Art, Tel-Aviv; Habres & Partner, Vienna; VOLTA13 Basel Art Fair 2017, Basel; and VOLTA NY Art Fair 2016, New York. Kopler received his B.Ed. from Hamidrasha School of Art, Biet Berl in 2004 and graduated with distinction from Bezalel Academy of Art and Design, MFA program, in Jerusalem, in 2006. Kopler has been the recipient of many awards and recognitions, amongst them are the Award Scholarship, Hamidrasha School of Art Beit Berl College; Award for Excellence, Bezalel Academy of Art Design; America-Israel Cultural Foundation; Young Artist Award, Ministry of Science Culture & Sport; and the Rappaport Prize for Young Painter, Tel Aviv Museum of Art. Kopler’s works are included in major public and private collections worldwide among them the Collection of Tel Aviv Museum for Contemporary Art (Israel); The Collection of Petach Tikvah Musuem for Contemporary Art (Israel); Bank Ha’poalim Collection (Israel); Philip Hofer Collection, NY (USA); Sam & Yael Bacharach, NY (USA); and numerous private collections.

Itamar Freed (born 1987). Freed is an international artist working in Israel, UK and Australia. Freed’s work has been showcased in solo exhibitions in the Ramat-Gan Museum of Art, Israel, Litvak Contemporary in Tel Aviv and VOLTA NY Art Fair 2017, New York His works were also shown in group exhibitions including “NordArt 2016” and “NordArt 2018”, International Art Exhibition, Büdelsdorf, Germany, Pulse, Miami 2018, Edinburgh Prints, Edinburough, Musrara Gallery, Jerusalem, the Bezalel Gallery, Jerusalem etc.

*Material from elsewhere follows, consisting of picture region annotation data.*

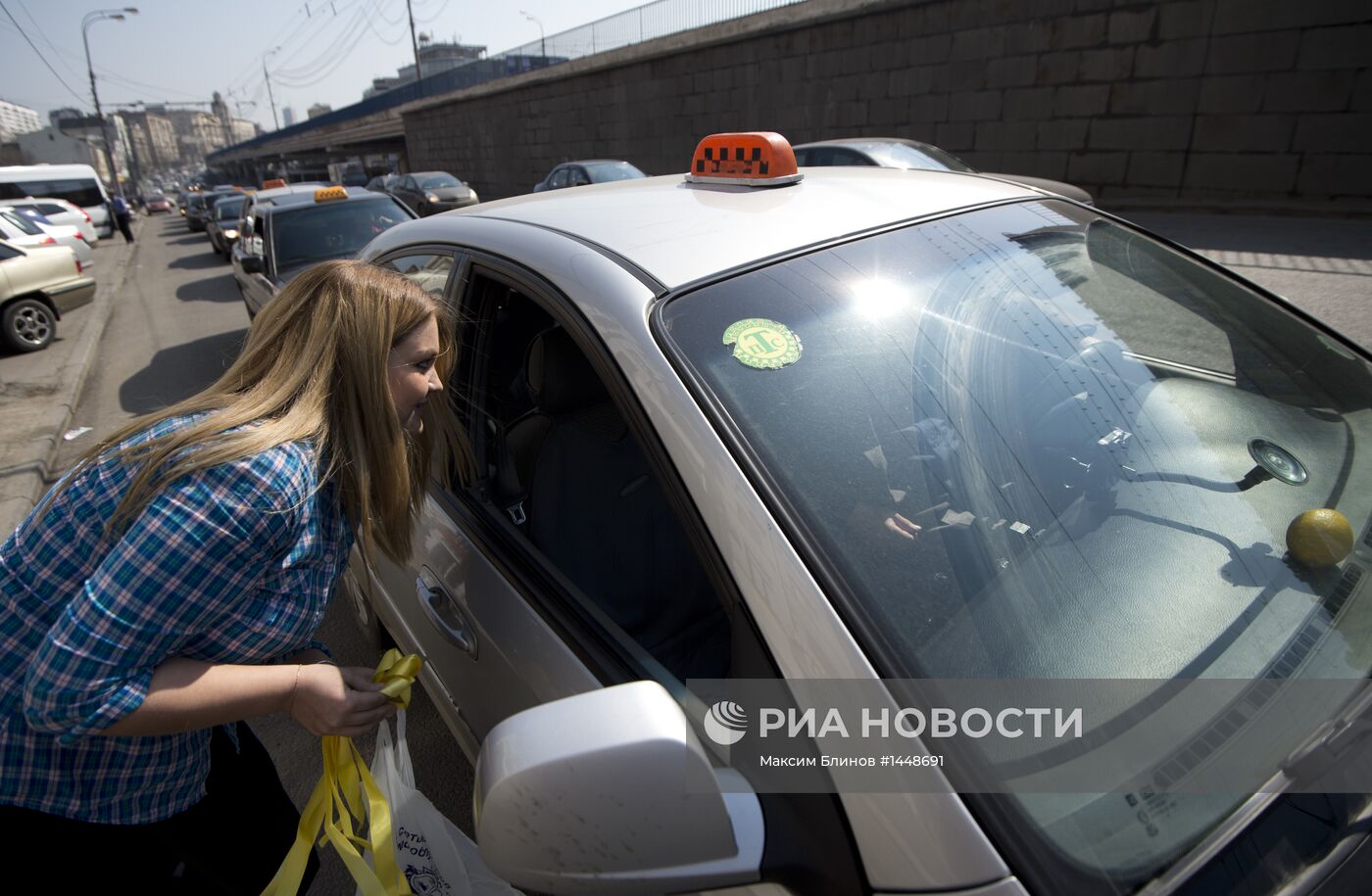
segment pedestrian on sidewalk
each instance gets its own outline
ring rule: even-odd
[[[129,203],[123,200],[123,196],[115,196],[110,200],[110,214],[114,215],[114,223],[119,225],[119,233],[123,234],[125,242],[133,242],[133,230],[129,229]]]
[[[299,815],[246,719],[358,736],[394,715],[370,669],[310,638],[354,536],[403,563],[431,463],[469,469],[451,404],[428,400],[453,345],[418,285],[318,264],[215,384],[52,488],[0,544],[0,829],[104,889],[266,886]],[[10,889],[45,889],[49,859]]]

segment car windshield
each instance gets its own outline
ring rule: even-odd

Freed received his B.F.A from the Bezalel Academy of Arts and Design in 2012. He received his M.F.A from the Royal College of Arts, Photography Program, London in 2018. Freed has been the recipient of the 2016 Clore - Bezalel Scholarship & a full Grant for a Master’s degree at the Royal College of Arts, London and the 2012 “EPSON” first prize for excellence in the art of photography. Freed’s works are included in private and public collections worldwide among them the Lauren and Mitchell Presser Photography Collection, USA, The Estee Lauder art collection, USA, US State Department and the Clore Collection, London, UK.

Tamar Roded, (born 1983). Roded works in Arad and Tel Aviv. Roded deals with destruction and construction in the urban space, drawing upon her experience living in Fuyang, an industrial city in eastern China. Roded’s work has been showcased in solo and group exhibitions including ZK Contemporary Gallery, San Francisco, USA, Lendava Gallery Museum, Slovenia, Minshar Art Gallery, Tel Aviv, Israel, “The Triangle”, Yearot Hacarmel Hotel, Israel, and Zemack gallery, Tel- Aviv, Israel. Roded graduated from Beit Berl College School of Art – Hamidrasha in central Israel in 2011, and has been the recipient of the 2011 Excellence Scholarship for High Achievement, Ministry of Education, 2014 LindArt International Young Artists’ Colony, Lendava Gallery Museum, Lendava Castle, Slovenia, and the 2017 ‘Artist in The Community’, scholarship by the Ministry of Culture, Israel.